The reduction, which brings the repo rate down from 5.50% to 5.25%, startled sections of the financial markets but underscored the central bank’s conviction that India’s macroeconomic base is strong enough to support a fresh burst of growth momentum. The Monetary Policy Committee voted unanimously for the cut, a rare display of cohesion in a period marked by global volatility.

Governor Sanjay Malhotra called the move a “considered and calibrated decision” shaped by evolving domestic fundamentals, a rapidly strengthening growth profile, and a sharply softening inflation outlook.The policy stance remains neutral, with the Standing Deposit Facility now at 5% and the Marginal Standing Facility and Bank Rate at 5.50%.

The RBI’s decision—taken against the backdrop of a sliding rupee and choppy external sentiment—echoes the government’s broader policy philosophy: sustain high-quality growth, expand domestic capacity, and steer India inexorably toward its goal of becoming the world’s third-largest economy.Stronger corporate balance sheets, bigger investment pipelines, rising tax buoyancy from GST reforms, and improving financial-sector resilience have emboldened policymakers to reinforce growth even amid external risks.

Last week’s IMF reclassification of India’s exchange-rate regime from “stabilised” to “crawl-like” added to global chatter about currency management.
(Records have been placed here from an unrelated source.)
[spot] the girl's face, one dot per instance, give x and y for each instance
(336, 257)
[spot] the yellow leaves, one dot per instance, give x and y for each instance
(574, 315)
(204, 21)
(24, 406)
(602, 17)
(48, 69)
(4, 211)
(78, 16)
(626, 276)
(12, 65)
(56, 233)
Yet the RBI clearly signalled its comfort with India’s external buffers, pointing to robust reserves of US$686.2 billion and a current account deficit expected to remain modest through FY26.The central bank upgraded its FY26 GDP growth forecast sharply to 7.3%, from 6.8% earlier, crediting strong kharif output, improved rabi prospects, durable consumption, and steady investment flows. High-frequency indicators, Malhotra noted, show economic activity holding firm in Q3.

Inflation, meanwhile, appears to be firmly tamed. With food prices easing, reservoirs full, soil moisture favourable and global commodity prices softening, the RBI now expects CPI inflation to fall to just 2% in FY26—a level not seen in decades. Underlying inflation is even lower, once precious-metals distortions are stripped out.To ensure that the rate cut transmits meaningfully, the RBI will inject durable liquidity through OMO purchases of Rs 1 lakh crore in government securities and a 3-year USD/INR buy-sell swap of US$ 5 billion this month.

The Governor reaffirmed the central bank’s commitment to maintain adequate liquidity and safeguard financial stability, pointing to banks’ robust asset quality and profitability.With US tariff risks, retreating global trade and currency swings clouding the outlook, the RBI’s message is unequivocal: India’s domestic engines of growth remain strong, inflation is firmly under control, and the central bank is prepared to act boldly and independently—even contrarily—to protect the country’s economic trajectory.